Abby's eyes skimmed over the various items on the log, nodding her head along to it. "Well, I found a quarter of a fingerprint on the lid of the jar the brain was in? I can start with that. It's been no good so far. I can't look for anyone with it, launch a primary search, you know. I can only rule somebody out or confirm their involvement. Thus far I tested the prints of every party involved in this but they're scarce and in-between and I got no matches yet."
"This is bigger than we think it is", Tony asserted, his eyes and demeanour returning to business while a vague smile on his face persisted nonetheless.
"Gibbs say that?"
"My gut say that", Tony smirked, "Try matching prints from recent incidents, recent Metro cases, NCIS cases, FBI cases. Heck, try Coast Guard too if you have to."
Abby, elevated not only by the array of new-found and possible leads but also by joys closer to home, saluted with a beaming grin adorning her face, "On it, boss!"
3800 Reservoir Road, N.W. - Georgetown University Hospital
"I thought you had been a dream", she said quietly, her voice raspy from the endotracheal tube and from not having used it in days, "But when I saw the flowers I knew you really must have been here."

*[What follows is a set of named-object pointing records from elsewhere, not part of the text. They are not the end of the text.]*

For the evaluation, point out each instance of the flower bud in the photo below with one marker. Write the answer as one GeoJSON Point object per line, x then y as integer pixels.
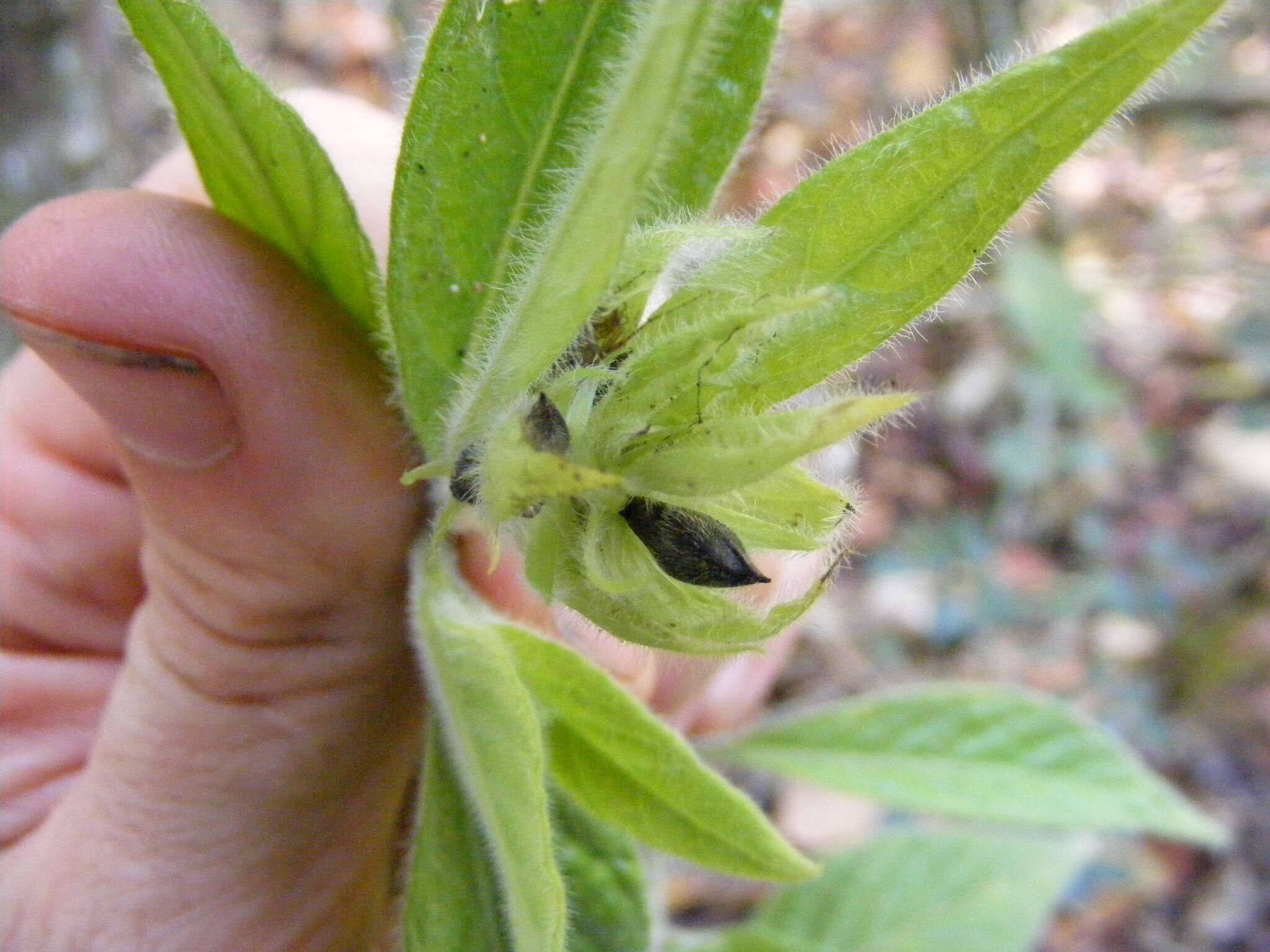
{"type": "Point", "coordinates": [545, 428]}
{"type": "Point", "coordinates": [690, 546]}
{"type": "Point", "coordinates": [464, 483]}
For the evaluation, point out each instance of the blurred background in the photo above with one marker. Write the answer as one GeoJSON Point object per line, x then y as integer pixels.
{"type": "Point", "coordinates": [1081, 503]}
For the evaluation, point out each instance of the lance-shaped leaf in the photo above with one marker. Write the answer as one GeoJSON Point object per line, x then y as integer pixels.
{"type": "Point", "coordinates": [605, 881]}
{"type": "Point", "coordinates": [568, 273]}
{"type": "Point", "coordinates": [788, 509]}
{"type": "Point", "coordinates": [629, 770]}
{"type": "Point", "coordinates": [921, 890]}
{"type": "Point", "coordinates": [259, 163]}
{"type": "Point", "coordinates": [980, 752]}
{"type": "Point", "coordinates": [670, 374]}
{"type": "Point", "coordinates": [453, 897]}
{"type": "Point", "coordinates": [722, 455]}
{"type": "Point", "coordinates": [499, 104]}
{"type": "Point", "coordinates": [900, 220]}
{"type": "Point", "coordinates": [494, 743]}
{"type": "Point", "coordinates": [719, 108]}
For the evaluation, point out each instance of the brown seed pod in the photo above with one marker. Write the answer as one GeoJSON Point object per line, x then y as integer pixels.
{"type": "Point", "coordinates": [545, 428]}
{"type": "Point", "coordinates": [690, 546]}
{"type": "Point", "coordinates": [464, 483]}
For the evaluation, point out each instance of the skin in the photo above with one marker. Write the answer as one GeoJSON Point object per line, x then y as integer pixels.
{"type": "Point", "coordinates": [210, 705]}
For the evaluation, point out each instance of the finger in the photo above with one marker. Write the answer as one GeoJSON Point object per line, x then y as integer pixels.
{"type": "Point", "coordinates": [69, 527]}
{"type": "Point", "coordinates": [269, 658]}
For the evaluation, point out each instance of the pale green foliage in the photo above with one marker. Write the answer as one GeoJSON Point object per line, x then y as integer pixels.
{"type": "Point", "coordinates": [631, 771]}
{"type": "Point", "coordinates": [918, 891]}
{"type": "Point", "coordinates": [895, 223]}
{"type": "Point", "coordinates": [569, 271]}
{"type": "Point", "coordinates": [729, 454]}
{"type": "Point", "coordinates": [545, 238]}
{"type": "Point", "coordinates": [459, 903]}
{"type": "Point", "coordinates": [981, 752]}
{"type": "Point", "coordinates": [502, 95]}
{"type": "Point", "coordinates": [493, 739]}
{"type": "Point", "coordinates": [259, 163]}
{"type": "Point", "coordinates": [605, 880]}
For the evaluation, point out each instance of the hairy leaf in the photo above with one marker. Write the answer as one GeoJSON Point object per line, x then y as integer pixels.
{"type": "Point", "coordinates": [788, 509]}
{"type": "Point", "coordinates": [259, 163]}
{"type": "Point", "coordinates": [605, 881]}
{"type": "Point", "coordinates": [975, 751]}
{"type": "Point", "coordinates": [723, 455]}
{"type": "Point", "coordinates": [921, 890]}
{"type": "Point", "coordinates": [498, 108]}
{"type": "Point", "coordinates": [494, 742]}
{"type": "Point", "coordinates": [898, 221]}
{"type": "Point", "coordinates": [719, 108]}
{"type": "Point", "coordinates": [453, 901]}
{"type": "Point", "coordinates": [571, 268]}
{"type": "Point", "coordinates": [629, 770]}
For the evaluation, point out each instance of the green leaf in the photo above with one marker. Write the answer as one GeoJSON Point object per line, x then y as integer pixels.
{"type": "Point", "coordinates": [898, 221]}
{"type": "Point", "coordinates": [497, 111]}
{"type": "Point", "coordinates": [569, 272]}
{"type": "Point", "coordinates": [728, 454]}
{"type": "Point", "coordinates": [788, 509]}
{"type": "Point", "coordinates": [719, 108]}
{"type": "Point", "coordinates": [494, 742]}
{"type": "Point", "coordinates": [629, 770]}
{"type": "Point", "coordinates": [918, 891]}
{"type": "Point", "coordinates": [605, 881]}
{"type": "Point", "coordinates": [975, 751]}
{"type": "Point", "coordinates": [453, 899]}
{"type": "Point", "coordinates": [259, 163]}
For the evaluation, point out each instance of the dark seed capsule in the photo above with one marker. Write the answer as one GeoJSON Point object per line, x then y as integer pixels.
{"type": "Point", "coordinates": [545, 428]}
{"type": "Point", "coordinates": [464, 484]}
{"type": "Point", "coordinates": [691, 547]}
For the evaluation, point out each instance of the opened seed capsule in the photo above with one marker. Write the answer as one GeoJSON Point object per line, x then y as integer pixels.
{"type": "Point", "coordinates": [691, 547]}
{"type": "Point", "coordinates": [545, 428]}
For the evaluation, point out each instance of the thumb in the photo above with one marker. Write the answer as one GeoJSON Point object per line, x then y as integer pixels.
{"type": "Point", "coordinates": [266, 711]}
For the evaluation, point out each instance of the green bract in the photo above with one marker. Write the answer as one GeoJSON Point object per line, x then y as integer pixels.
{"type": "Point", "coordinates": [624, 386]}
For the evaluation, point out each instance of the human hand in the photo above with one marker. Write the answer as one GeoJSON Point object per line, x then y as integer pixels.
{"type": "Point", "coordinates": [210, 703]}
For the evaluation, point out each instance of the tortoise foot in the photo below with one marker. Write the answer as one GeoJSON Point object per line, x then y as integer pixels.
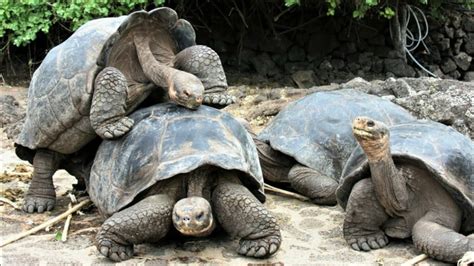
{"type": "Point", "coordinates": [115, 129]}
{"type": "Point", "coordinates": [219, 99]}
{"type": "Point", "coordinates": [113, 250]}
{"type": "Point", "coordinates": [368, 241]}
{"type": "Point", "coordinates": [38, 204]}
{"type": "Point", "coordinates": [261, 247]}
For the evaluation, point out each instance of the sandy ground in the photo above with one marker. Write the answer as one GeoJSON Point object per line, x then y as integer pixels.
{"type": "Point", "coordinates": [311, 234]}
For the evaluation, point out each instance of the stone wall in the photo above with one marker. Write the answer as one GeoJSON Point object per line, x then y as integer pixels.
{"type": "Point", "coordinates": [337, 49]}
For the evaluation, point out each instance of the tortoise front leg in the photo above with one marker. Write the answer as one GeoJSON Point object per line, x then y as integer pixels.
{"type": "Point", "coordinates": [364, 218]}
{"type": "Point", "coordinates": [109, 102]}
{"type": "Point", "coordinates": [275, 165]}
{"type": "Point", "coordinates": [242, 215]}
{"type": "Point", "coordinates": [41, 195]}
{"type": "Point", "coordinates": [434, 235]}
{"type": "Point", "coordinates": [147, 221]}
{"type": "Point", "coordinates": [319, 188]}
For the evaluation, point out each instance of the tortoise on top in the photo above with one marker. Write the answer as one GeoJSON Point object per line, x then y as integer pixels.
{"type": "Point", "coordinates": [182, 167]}
{"type": "Point", "coordinates": [308, 142]}
{"type": "Point", "coordinates": [414, 179]}
{"type": "Point", "coordinates": [88, 84]}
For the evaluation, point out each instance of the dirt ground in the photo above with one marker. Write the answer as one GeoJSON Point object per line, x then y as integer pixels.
{"type": "Point", "coordinates": [311, 234]}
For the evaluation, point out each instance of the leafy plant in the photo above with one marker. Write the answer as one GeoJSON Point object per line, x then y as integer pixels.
{"type": "Point", "coordinates": [22, 20]}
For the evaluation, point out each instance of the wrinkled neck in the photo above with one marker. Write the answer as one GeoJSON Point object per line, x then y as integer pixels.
{"type": "Point", "coordinates": [389, 183]}
{"type": "Point", "coordinates": [199, 182]}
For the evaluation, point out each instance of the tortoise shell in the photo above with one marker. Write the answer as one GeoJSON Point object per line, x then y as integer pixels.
{"type": "Point", "coordinates": [60, 94]}
{"type": "Point", "coordinates": [165, 141]}
{"type": "Point", "coordinates": [446, 153]}
{"type": "Point", "coordinates": [316, 130]}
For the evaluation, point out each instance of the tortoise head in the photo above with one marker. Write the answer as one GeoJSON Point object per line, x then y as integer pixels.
{"type": "Point", "coordinates": [193, 216]}
{"type": "Point", "coordinates": [205, 64]}
{"type": "Point", "coordinates": [186, 89]}
{"type": "Point", "coordinates": [373, 136]}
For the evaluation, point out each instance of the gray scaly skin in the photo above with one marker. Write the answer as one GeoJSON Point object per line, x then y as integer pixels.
{"type": "Point", "coordinates": [206, 65]}
{"type": "Point", "coordinates": [401, 200]}
{"type": "Point", "coordinates": [237, 210]}
{"type": "Point", "coordinates": [41, 194]}
{"type": "Point", "coordinates": [309, 182]}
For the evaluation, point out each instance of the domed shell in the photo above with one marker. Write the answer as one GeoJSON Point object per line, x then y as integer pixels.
{"type": "Point", "coordinates": [316, 130]}
{"type": "Point", "coordinates": [443, 151]}
{"type": "Point", "coordinates": [165, 141]}
{"type": "Point", "coordinates": [60, 93]}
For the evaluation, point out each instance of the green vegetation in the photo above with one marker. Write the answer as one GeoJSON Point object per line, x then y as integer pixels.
{"type": "Point", "coordinates": [23, 19]}
{"type": "Point", "coordinates": [385, 8]}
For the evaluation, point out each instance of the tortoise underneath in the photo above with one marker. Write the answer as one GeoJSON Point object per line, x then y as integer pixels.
{"type": "Point", "coordinates": [181, 167]}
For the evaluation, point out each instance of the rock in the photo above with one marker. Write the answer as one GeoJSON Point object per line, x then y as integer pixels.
{"type": "Point", "coordinates": [353, 67]}
{"type": "Point", "coordinates": [448, 66]}
{"type": "Point", "coordinates": [280, 59]}
{"type": "Point", "coordinates": [296, 53]}
{"type": "Point", "coordinates": [398, 67]}
{"type": "Point", "coordinates": [468, 23]}
{"type": "Point", "coordinates": [321, 44]}
{"type": "Point", "coordinates": [457, 46]}
{"type": "Point", "coordinates": [463, 61]}
{"type": "Point", "coordinates": [304, 78]}
{"type": "Point", "coordinates": [455, 74]}
{"type": "Point", "coordinates": [378, 40]}
{"type": "Point", "coordinates": [399, 87]}
{"type": "Point", "coordinates": [326, 66]}
{"type": "Point", "coordinates": [377, 65]}
{"type": "Point", "coordinates": [264, 65]}
{"type": "Point", "coordinates": [459, 33]}
{"type": "Point", "coordinates": [338, 63]}
{"type": "Point", "coordinates": [444, 44]}
{"type": "Point", "coordinates": [449, 32]}
{"type": "Point", "coordinates": [469, 44]}
{"type": "Point", "coordinates": [469, 76]}
{"type": "Point", "coordinates": [447, 101]}
{"type": "Point", "coordinates": [274, 45]}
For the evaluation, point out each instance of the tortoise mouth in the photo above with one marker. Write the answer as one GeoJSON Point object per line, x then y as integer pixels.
{"type": "Point", "coordinates": [190, 231]}
{"type": "Point", "coordinates": [363, 133]}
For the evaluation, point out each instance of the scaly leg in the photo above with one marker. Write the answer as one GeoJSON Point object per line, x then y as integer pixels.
{"type": "Point", "coordinates": [109, 101]}
{"type": "Point", "coordinates": [147, 221]}
{"type": "Point", "coordinates": [319, 188]}
{"type": "Point", "coordinates": [434, 235]}
{"type": "Point", "coordinates": [242, 215]}
{"type": "Point", "coordinates": [364, 218]}
{"type": "Point", "coordinates": [41, 195]}
{"type": "Point", "coordinates": [275, 165]}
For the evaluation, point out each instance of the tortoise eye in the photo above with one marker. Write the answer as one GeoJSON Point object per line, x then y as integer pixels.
{"type": "Point", "coordinates": [199, 216]}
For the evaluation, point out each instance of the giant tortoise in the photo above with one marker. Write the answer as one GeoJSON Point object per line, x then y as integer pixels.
{"type": "Point", "coordinates": [414, 179]}
{"type": "Point", "coordinates": [308, 142]}
{"type": "Point", "coordinates": [180, 167]}
{"type": "Point", "coordinates": [88, 84]}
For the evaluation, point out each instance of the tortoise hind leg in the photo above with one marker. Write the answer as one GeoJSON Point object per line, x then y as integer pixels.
{"type": "Point", "coordinates": [147, 221]}
{"type": "Point", "coordinates": [319, 188]}
{"type": "Point", "coordinates": [434, 235]}
{"type": "Point", "coordinates": [242, 215]}
{"type": "Point", "coordinates": [109, 102]}
{"type": "Point", "coordinates": [41, 195]}
{"type": "Point", "coordinates": [364, 218]}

Tony could only smile at her assertion from where he was leaning against the doorframe. He had arrived at the hospital half an hour ago. When he had entered her room, it had been hard to believe how light and warm it had seemed. Its whiteness still sent chills down his spine, but it at least appeared lived-in. He had thought her to be sleeping with her head turned towards the far wall and had lingered in the door, just watching her. They had exchanged the cast on her left arm with a lighter, smaller one. Most of the patches and gauze was gone from her face, and so was the tube from her mouth. Her chest was moving in rhythmical breathing all on its own, if shallowly against the enduring pain due to her sternum and rib fractures. Her hair had been neatly combed.
"I should've known the accident wouldn't affect your mutant ninja skills", Tony quipped and crossed the small distance between them. He stopped next to her bed and waited for her head to turn while softly caressing her arm with his thumb.
"Well, according to my doctor my ninja skills were not the only thing luckily unaffected", Ziva sighed, but he could hear a small smile playing on her lips.
"How're you feeling?"
"Doped up on painkillers, yes?" She tried her face at a grin as she finally turned around to face him.
A sigh of relief escaped his lips rather noticeably when he found her dark brown eyes staring back at him once again. For a moment he was lost for words, just looking into her eyes, ambers in emeralds. She seemed tired, but her eyes were smiling. "And despite feeling hopey-dopey?"
"Quite well, really. I have a little trouble breathing but as I hear...that is to be expected with a cracked sternum and broken ribs."
Now, he hadn't actually expected her to jump around and shoot daggers at moving targets from the one side of the room to the other, but she appeared weaker than he had hoped her to be. Dr. Bennett had informed him that Ziva hadn't gotten a lot of sleep since waking up and that she would probably be hardly responsive. She was responsive alright, but she wasn't herself yet.
"What is it?", she inquired, concern creeping onto her face as she reached up to touch his arm with her uninjured hand.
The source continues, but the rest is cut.